42 Reader Comments (so far…) Sign In or Register to comment
How much control do Americans have over pregnancies, Andrea? Here we go on "that" topic, but … you know what I mean. Women are still socialized to take on too much, period. I’ve often wondered, as busy as I’ve been in my career years with many children, and during grad school when we started our family, how I would have survived living where I do now (SW). On the east coast parks were abundant, and we all walked our babies to the local park at least daily, and around "The Charles" daily, where we met other women, and fathers… and became close friends. We helped one another, with babysitting clubs (I designed one for "MIT-Harvard" group, plus laundry, trading needed furnishings, shopping, and if ever one of us ended up ill or in an ER with one of our children, the "group" always, but always showed up.
Women today have few if any nearby parks, much less apparent social groups to support them away from their original families, plus they work, and leave the babies somewhere else. Yes, we did both, and/or all - higher education, work, and home, but the main option for baby care was one another.
I remember the day my double PhD spouse put one of our babies ‘seats’ on the roof of care with the baby IN IT. That was the last time he touched a child on the way to a car! (He’d left other important things on car tops in the past, and they were "lost" forever.) Now, what if the mothers who’s babies died had been "fathers?"
C jay,
I agree that women take on too much. I really felt sorry for that UCI professor - I did. Put the man in the car and his head switches into career gear. I’m guessing he’s not always thinking about the baby in the seat in the car while he’s driving. His brain’s already thinking about that project he’s been working on.

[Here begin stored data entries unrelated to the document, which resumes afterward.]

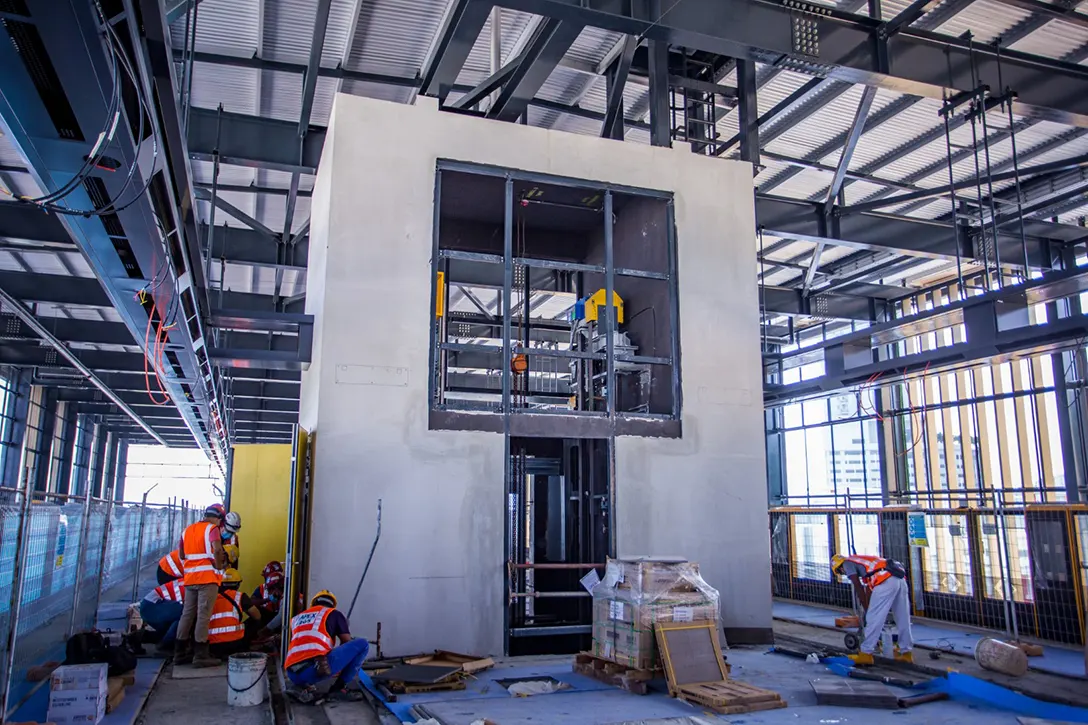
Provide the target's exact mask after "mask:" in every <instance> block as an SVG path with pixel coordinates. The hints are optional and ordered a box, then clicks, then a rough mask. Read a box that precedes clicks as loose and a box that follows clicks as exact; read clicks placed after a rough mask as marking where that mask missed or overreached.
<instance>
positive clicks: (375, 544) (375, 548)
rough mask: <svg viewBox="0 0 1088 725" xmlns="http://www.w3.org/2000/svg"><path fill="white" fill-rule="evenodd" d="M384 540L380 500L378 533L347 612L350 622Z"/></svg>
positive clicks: (381, 514) (378, 509)
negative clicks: (374, 559)
mask: <svg viewBox="0 0 1088 725" xmlns="http://www.w3.org/2000/svg"><path fill="white" fill-rule="evenodd" d="M381 538H382V500H381V499H379V500H378V531H376V532H374V543H372V544H371V545H370V556H368V557H367V566H364V567H362V576H361V577H359V586H358V587H356V588H355V597H353V598H351V606H349V607H348V610H347V618H348V622H350V620H351V612H354V611H355V603H356V602H357V601H359V592H360V591H362V582H363V580H366V578H367V572H369V570H370V562H371V561H372V560H373V558H374V550H375V549H378V540H379V539H381Z"/></svg>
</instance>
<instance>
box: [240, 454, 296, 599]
mask: <svg viewBox="0 0 1088 725" xmlns="http://www.w3.org/2000/svg"><path fill="white" fill-rule="evenodd" d="M290 457H292V456H290V444H288V443H274V444H273V443H258V444H251V445H236V446H234V465H233V467H232V469H231V511H234V512H237V513H238V514H239V515H240V516H242V532H240V533H239V534H238V543H239V546H238V548H239V550H240V554H239V567H238V568H239V572H240V574H242V588H243V591H246V592H247V593H248V592H251V591H252V590H254V589H255V588H256V587H257V586H258V585H260V583H261V581H262V579H261V570H262V569H263V568H264V565H265V564H268V563H269V562H272V561H276V562H282V561H284V558H285V556H286V552H287V508H288V505H289V501H288V499H289V490H290V474H292V470H290Z"/></svg>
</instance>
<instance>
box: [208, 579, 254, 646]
mask: <svg viewBox="0 0 1088 725" xmlns="http://www.w3.org/2000/svg"><path fill="white" fill-rule="evenodd" d="M240 586H242V577H240V576H239V575H238V570H237V569H227V570H226V572H224V573H223V582H222V583H221V585H220V586H219V595H218V597H217V598H215V604H214V605H213V606H212V610H211V620H210V622H209V624H208V644H209V647H210V650H211V655H212V656H213V658H217V659H219V660H225V659H226V658H228V656H231V655H232V654H237V653H238V652H245V651H247V650H248V649H249V644H250V640H251V639H252V631H254V629H252V628H249V629H247V627H246V623H244V622H243V619H242V616H243V614H246V615H248V616H249V618H250V619H251V620H254V622H260V619H261V612H260V610H258V609H257V607H256V606H255V605H254V603H252V601H251V600H250V599H249V597H247V595H246V594H244V593H243V592H240V591H238V588H239V587H240Z"/></svg>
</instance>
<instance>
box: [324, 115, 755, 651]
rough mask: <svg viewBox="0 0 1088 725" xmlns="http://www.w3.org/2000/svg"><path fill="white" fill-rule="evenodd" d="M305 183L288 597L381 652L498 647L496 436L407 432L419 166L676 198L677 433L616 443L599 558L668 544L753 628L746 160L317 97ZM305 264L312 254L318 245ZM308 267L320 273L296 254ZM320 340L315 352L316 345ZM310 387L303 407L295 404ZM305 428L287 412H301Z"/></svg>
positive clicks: (422, 219) (409, 407)
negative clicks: (312, 472) (336, 600)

As for mothers - far too many are too overwhelmed and have too much on their plate. I was lucky. My mom had a child when I was almost 12 and again when I was 15. That gave me first hand experience of how difficult and time-competitive a mother’s life is. I also knew that I wanted to have a career and eventually get married, although I wasn’t at all sure about how I was going to fit having kids into all that. As the years wore on I began my career, then got married, and decided against having children. Having a husband was time consuming enough. I knew having a child meant making compromises I wasn’t sure I could keep. I’m a big believer of, "When in doubt, don’t." Over the years I got the "too bad you can’t have kids" comment from aunts and older friends. [Gee, didn’t they understand that I was happy without kids?] I was always content with my decision and if I had to do it all over again I would do it the same way. For me it was right.
I don’t believe women have a biologically compulsion to have children. I think that so-called urge is just the mind telling the woman that having babies is part of life. Women should not be made to feel that they must reproduce, especially in this day and age when divorces are plentiful. It’s OK not to have kids. Those who DO want to have kids should realize that they have enormous challenges ahead of them and unless they compromise in order to make the baby a priority, then they’re in for a rude awakening. Few women, if any, are supermoms.
I wonder how many of the mothers who left children in cars in the heat really wanted to be mothers.